For one thing, your teams will be more effective: With the most accurate and dependable information always on-hand, they’ll always know the best course of action to take. Your teams will also become more efficient, as they’ll be able to access this information with ease — then immediately put it to good use.
Effectiveness + Efficiency = Productivity
This increased productivity will do wonders for your bottom line. You’ll be spending less, and producing more — period.
Creating an internal knowledge base also protects your organization from knowledge loss should your employees retire or otherwise resign.
As your team becomes more acclimated with the processes of knowledge management, you’ll be better able to capture this knowledge in its most accurate and comprehensible form. Moreover, as you continually improve your organizational knowledge over time, your team will become even more empowered to put their best foot forward.
Finally, an internal knowledge base will help your team maintain alignment across the board. On the whole, having documentation regarding policies, procedures, and other such info readily accessible ensures your employees know what’s expected of them when on the job. As far as day-to-day operations go, keeping your knowledge base up-to-date ensures your team always has the correct information needed to proceed in a given task.
Again, while there are many benefits of implementing an external knowledge base, they all revolve around three main points worth mentioning here.
Above all else, your customer-facing knowledge base will allow your customer to make progress at all stages of their journey with your brand:
All in all, this serves to keep your potential and current customers engaged — and allows for further engagement to take place in the near future.
The self-service nature of your external knowledge base is also beneficial to your business, as it minimizes the need for hands-on assistance unless absolutely necessary.
Since your audience will be able to find the answers to most of the questions they have, they’ll only need to reach out during the most extenuating circumstances. This also frees up your support staff to focus on matters that do require hands-on assistance.
A comprehensive, customer-facing knowledge base can lead to major opportunities for growth in terms of search engine optimization.
Think about it:
By creating content that’s laser-focused on specific topics (e.g., products, brand policies, troubleshooting issues, etc.), you’ll own first position, ensuring your customers come to you for answers related to your products as opposed to going to a site where you don’t have control of the information being presented.
The user data gathered from your knowledge base software’s reporting and analytics function will provide insight into your audience’s needs, challenges, and goals for engaging with your brand.

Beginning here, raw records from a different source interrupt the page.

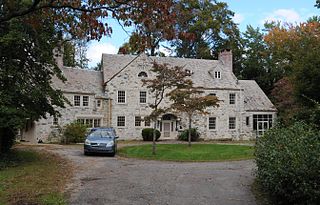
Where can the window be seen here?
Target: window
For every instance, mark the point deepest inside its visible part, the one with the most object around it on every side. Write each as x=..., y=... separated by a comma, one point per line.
x=121, y=96
x=232, y=98
x=85, y=101
x=217, y=74
x=121, y=121
x=212, y=123
x=89, y=122
x=98, y=103
x=55, y=121
x=147, y=123
x=76, y=100
x=96, y=123
x=142, y=74
x=137, y=121
x=232, y=123
x=143, y=96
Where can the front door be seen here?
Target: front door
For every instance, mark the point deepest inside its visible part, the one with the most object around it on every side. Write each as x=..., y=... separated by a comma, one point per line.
x=166, y=129
x=262, y=127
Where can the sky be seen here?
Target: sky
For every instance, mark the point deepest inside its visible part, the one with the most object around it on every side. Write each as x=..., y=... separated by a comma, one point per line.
x=247, y=12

You can then use this information to make laser-specific improvements to your products and services, as well as your overall customer experience.
Your prospective customers, for one, will have all the information they need to make a purchasing decision — from product specs to returns policies, to your brand’s commitment to ethical operations, and more.
(Conversely, not providing the necessary information keeps prospective customers in the dark — meaning they probably won’t end up doing business with your company.)
Furthermore, providing effective solutions to your customer’s questions and problems will serve to keep them engaged and moving forward with your brand.
(Again, not providing this support is a surefire way to completely lose your at-risk customers.)
Whether implementing an internal or customer-facing knowledge base, you’ll be putting structures in place that all but guarantee a competitive advantage for your company.
Your best bet, though, is to develop both.
An ever-growing external knowledge base enables your audience to supercharge their efforts — and an ever-growing internal knowledge base allows your team to supercharge theirs.
If you’re always able to efficiently provide for your target audience whenever they’re in need, they’ll have every reason to come onboard, stay onboard — and bring others along with them.
Which is what we’re pretty much always trying to make happen, right?